Inspiration for story ideas is a difficult task for many writers. Very often, when beginning writers ask this question, they’re looking for a one size fits all solution. The onlooker is looking for some sort of magical key of understanding that demystifies the entire creative process. Well, the good news is that you can get ideas fro a wide variety of places. Much of the great literature studied in universities spans a wide variety of topics (for example, Mrs. Dalloway, a slice of life story). What you also find is that the story always some how traces back to the author, which is to say, your writing is not only uniquely yours, and it is, in some way or another, a part of your life story.

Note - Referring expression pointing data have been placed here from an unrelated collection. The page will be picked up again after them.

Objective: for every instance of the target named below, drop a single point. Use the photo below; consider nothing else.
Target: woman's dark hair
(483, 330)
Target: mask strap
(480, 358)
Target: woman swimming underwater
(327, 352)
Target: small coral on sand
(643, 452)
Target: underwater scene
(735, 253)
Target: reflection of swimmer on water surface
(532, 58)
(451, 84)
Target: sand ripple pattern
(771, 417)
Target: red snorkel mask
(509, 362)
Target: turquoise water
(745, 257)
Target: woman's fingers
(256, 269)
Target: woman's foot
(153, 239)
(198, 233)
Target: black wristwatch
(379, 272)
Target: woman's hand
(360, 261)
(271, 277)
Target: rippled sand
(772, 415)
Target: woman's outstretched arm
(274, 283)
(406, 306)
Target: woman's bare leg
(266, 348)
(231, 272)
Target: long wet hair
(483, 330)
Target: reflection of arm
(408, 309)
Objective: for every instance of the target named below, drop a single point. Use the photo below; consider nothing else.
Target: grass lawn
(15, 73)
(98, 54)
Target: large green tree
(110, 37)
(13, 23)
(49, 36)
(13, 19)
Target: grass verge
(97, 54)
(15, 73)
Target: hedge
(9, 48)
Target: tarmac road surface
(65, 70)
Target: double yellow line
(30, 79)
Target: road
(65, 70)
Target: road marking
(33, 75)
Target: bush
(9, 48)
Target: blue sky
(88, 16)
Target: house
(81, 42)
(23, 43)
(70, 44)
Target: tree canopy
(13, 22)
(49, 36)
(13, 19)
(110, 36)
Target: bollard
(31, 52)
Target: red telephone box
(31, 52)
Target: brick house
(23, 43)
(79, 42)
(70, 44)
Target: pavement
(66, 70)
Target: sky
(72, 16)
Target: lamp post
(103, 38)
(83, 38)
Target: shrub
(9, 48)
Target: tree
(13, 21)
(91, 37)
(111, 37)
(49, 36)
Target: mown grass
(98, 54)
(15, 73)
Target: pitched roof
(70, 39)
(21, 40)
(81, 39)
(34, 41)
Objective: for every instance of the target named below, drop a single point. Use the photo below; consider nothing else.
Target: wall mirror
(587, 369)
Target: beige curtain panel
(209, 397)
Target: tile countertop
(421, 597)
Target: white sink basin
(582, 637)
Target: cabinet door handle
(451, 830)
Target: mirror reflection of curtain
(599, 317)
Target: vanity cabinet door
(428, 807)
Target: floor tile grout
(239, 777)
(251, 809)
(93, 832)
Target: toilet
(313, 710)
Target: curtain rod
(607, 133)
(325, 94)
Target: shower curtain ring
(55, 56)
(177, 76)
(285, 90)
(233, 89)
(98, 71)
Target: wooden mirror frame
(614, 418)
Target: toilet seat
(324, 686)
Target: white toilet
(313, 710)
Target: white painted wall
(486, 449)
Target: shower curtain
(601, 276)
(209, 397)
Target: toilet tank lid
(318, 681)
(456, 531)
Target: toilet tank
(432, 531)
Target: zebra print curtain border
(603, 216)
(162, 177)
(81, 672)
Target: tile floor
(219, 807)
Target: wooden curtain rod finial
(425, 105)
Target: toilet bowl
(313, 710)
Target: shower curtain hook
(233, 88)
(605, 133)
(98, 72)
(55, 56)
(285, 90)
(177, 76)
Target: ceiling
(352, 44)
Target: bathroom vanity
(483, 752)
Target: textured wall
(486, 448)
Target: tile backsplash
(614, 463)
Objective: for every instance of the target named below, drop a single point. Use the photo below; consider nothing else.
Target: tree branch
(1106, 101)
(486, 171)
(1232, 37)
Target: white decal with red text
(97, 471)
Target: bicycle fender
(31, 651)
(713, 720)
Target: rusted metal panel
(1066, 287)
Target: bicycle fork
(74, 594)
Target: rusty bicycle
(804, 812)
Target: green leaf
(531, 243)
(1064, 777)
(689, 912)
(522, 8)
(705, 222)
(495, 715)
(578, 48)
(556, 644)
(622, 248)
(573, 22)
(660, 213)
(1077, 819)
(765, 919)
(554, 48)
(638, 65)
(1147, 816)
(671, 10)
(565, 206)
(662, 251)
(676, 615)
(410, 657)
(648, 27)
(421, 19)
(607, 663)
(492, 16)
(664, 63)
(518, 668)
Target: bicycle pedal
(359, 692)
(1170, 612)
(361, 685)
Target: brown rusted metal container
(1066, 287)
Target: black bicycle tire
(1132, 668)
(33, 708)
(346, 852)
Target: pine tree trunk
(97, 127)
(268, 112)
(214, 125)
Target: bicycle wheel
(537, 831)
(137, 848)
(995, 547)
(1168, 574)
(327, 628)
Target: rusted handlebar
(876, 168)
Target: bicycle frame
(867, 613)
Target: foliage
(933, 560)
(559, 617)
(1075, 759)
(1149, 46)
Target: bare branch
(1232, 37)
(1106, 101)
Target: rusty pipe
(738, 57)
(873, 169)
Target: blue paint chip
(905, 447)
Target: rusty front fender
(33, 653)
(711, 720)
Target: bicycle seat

Don’t believe me? Last year Plato’s Republic served as the basis for my novel, and I’m continuing that story this year (after a much needed revelation about how to handle one of my characters). I studied antiquity in college as my minor, and Republic showed up in more than one course. While I may never accurately place or describe how it actually came to me to do this, other than one day I thought, “why not?” after my classical political thought class, anyone can look at my fascination with that period of history and point to it as a starting place.
Maybe you start with a man walking out of a house. My story telling professor had us write a story about a man who walked out of his house, and got into his car. What happened after that was completely up to us, the author of the tale. Or, have a character miss a train (intentionally or accidentally). Find a photo and write the story behind it. You never know when the mundane will lead to something extraordinary.
The possibilities are limitless when you stop looking for the extraordinary. Explore topics you’ve always wanted to explore. The only thing limiting your creative bounds is you. Go out on a limb and write about characters who don’t share your world view and see how they thrive, or fail to thrive. Explore a familiar topic from different angles. Dip your toe in a genre you don’t normally write in – a lot of times creativity thrives on putting ourselves in unfamiliar waters. Often I’ve discovered that my writing is much stronger or my plotting is much better in a particular genre.